Ultimately, we need to end Big Pharma’s control over our lives and future. We need to completely dismantle the financialised drug-production system that is leaving diabetes patients without access to insulin and exposing us all to the dangers of “superbugs”.

This may seem like a lofty goal, but across the world, governments are making promising moves in the right direction.

The World Health Organization is supporting Global South countries to share vaccine manufacturing know-how and patents among each other via its mRNA Technology Transfer Programme. Developed in response to Big Pharma’s shocking withholding of essential knowledge from Global South scientists during the COVID-19 pandemic, the programme enables these countries to scale up their domestic production capacities and prepare for future crises. Where the incentives provided by the monopoly patent system have led to high prices, vulnerable supply chains and lagging innovation, this project is instead built on the idea of sharing and collaboration. Some 15 countries have already signed up.

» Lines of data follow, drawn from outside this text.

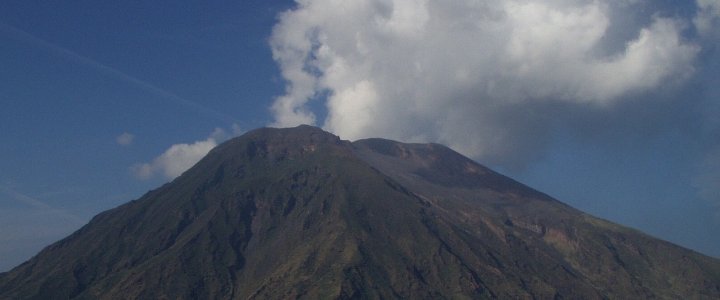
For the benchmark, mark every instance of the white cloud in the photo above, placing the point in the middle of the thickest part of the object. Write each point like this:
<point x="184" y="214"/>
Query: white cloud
<point x="179" y="157"/>
<point x="481" y="76"/>
<point x="125" y="139"/>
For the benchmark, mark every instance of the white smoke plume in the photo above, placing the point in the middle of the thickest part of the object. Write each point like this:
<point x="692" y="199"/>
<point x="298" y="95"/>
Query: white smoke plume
<point x="490" y="78"/>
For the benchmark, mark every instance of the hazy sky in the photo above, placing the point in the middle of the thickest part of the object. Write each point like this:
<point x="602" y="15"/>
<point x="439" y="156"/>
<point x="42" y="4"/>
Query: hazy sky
<point x="610" y="106"/>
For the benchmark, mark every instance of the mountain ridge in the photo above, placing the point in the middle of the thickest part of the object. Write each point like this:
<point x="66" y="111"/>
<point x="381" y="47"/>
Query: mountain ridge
<point x="300" y="213"/>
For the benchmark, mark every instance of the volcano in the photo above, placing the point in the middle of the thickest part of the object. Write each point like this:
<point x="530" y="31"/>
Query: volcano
<point x="299" y="213"/>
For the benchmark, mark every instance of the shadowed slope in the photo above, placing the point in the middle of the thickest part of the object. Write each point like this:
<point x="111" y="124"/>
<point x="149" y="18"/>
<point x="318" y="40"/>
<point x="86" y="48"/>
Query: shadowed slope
<point x="299" y="213"/>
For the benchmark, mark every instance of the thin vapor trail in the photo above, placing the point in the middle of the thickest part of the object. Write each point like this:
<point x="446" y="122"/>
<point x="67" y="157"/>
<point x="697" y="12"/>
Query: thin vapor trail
<point x="112" y="72"/>
<point x="40" y="205"/>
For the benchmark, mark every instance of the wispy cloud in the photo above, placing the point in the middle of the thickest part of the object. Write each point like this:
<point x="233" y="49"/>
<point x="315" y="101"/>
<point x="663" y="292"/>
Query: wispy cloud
<point x="70" y="55"/>
<point x="180" y="157"/>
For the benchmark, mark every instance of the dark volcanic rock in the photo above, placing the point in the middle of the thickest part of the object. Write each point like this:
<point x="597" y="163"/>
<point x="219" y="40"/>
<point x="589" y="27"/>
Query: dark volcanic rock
<point x="299" y="213"/>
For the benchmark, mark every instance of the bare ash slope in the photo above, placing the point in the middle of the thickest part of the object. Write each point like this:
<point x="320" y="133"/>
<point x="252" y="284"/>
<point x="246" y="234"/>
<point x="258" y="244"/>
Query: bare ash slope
<point x="299" y="213"/>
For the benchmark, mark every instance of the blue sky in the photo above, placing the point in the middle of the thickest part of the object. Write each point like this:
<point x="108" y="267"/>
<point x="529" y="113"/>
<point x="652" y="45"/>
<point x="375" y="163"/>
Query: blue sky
<point x="103" y="101"/>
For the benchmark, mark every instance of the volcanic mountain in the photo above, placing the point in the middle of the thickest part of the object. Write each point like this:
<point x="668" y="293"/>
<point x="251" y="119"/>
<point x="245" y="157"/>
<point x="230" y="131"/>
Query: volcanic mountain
<point x="300" y="213"/>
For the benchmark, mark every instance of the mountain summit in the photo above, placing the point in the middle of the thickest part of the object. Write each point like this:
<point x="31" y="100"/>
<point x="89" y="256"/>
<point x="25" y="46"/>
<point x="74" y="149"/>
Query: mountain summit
<point x="300" y="213"/>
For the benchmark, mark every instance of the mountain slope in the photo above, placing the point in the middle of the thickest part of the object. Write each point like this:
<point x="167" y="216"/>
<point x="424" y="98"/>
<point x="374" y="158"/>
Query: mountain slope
<point x="299" y="213"/>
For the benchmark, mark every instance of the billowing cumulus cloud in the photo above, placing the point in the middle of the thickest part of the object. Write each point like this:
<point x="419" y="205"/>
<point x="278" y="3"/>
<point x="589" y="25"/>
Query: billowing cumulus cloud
<point x="490" y="78"/>
<point x="179" y="157"/>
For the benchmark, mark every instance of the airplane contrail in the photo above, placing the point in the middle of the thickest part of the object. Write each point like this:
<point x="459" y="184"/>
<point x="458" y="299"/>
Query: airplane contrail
<point x="40" y="205"/>
<point x="110" y="71"/>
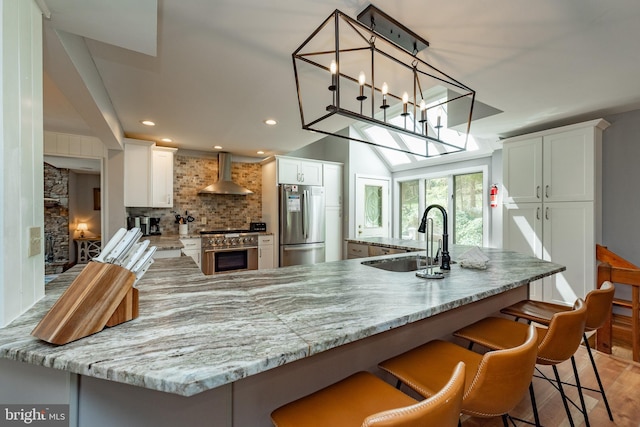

Even in the US, the government is making moves to limit Big Pharma’s control over the development and manufacturing of the medicines we need. The Biden administration has come up with a roadmap that would allow the federal government to grant licenses to third parties for products developed using federal funds if the company holding the original patent does not make them available to the public on reasonable terms.

Here in the UK, Great Ormond Street Hospital (GOSH) recently developed a gene therapy treatment for the rare but extremely dangerous “bubble baby” syndrome. It is hoping to license the treatment itself on a nonprofit basis – without any Big Pharma involvement.

Models like the one GOSH aims to pioneer will take investment, but as we know, the state is already spending significant resources on drug development and even more on meeting the cost of Big Pharma’s extortionate mark-ups –  and nonprofit models tend to make medicines at a fraction of the rate Big Pharma companies do.

We won’t be able to replace the existing medicine production model overnight and we’ll likely continue to rely on Big Pharma to bring medicines to market for some time yet. But as we face crippling drug shortages, and a looming threat from superbugs, we must start to think more boldly. The Big Pharma model isn’t working and is actively endangering the health of ordinary people around the world. It’s time to invest in alternatives.

The views expressed in this article are the author’s own and do not necessarily reflect Al Jazeera’s editorial stance.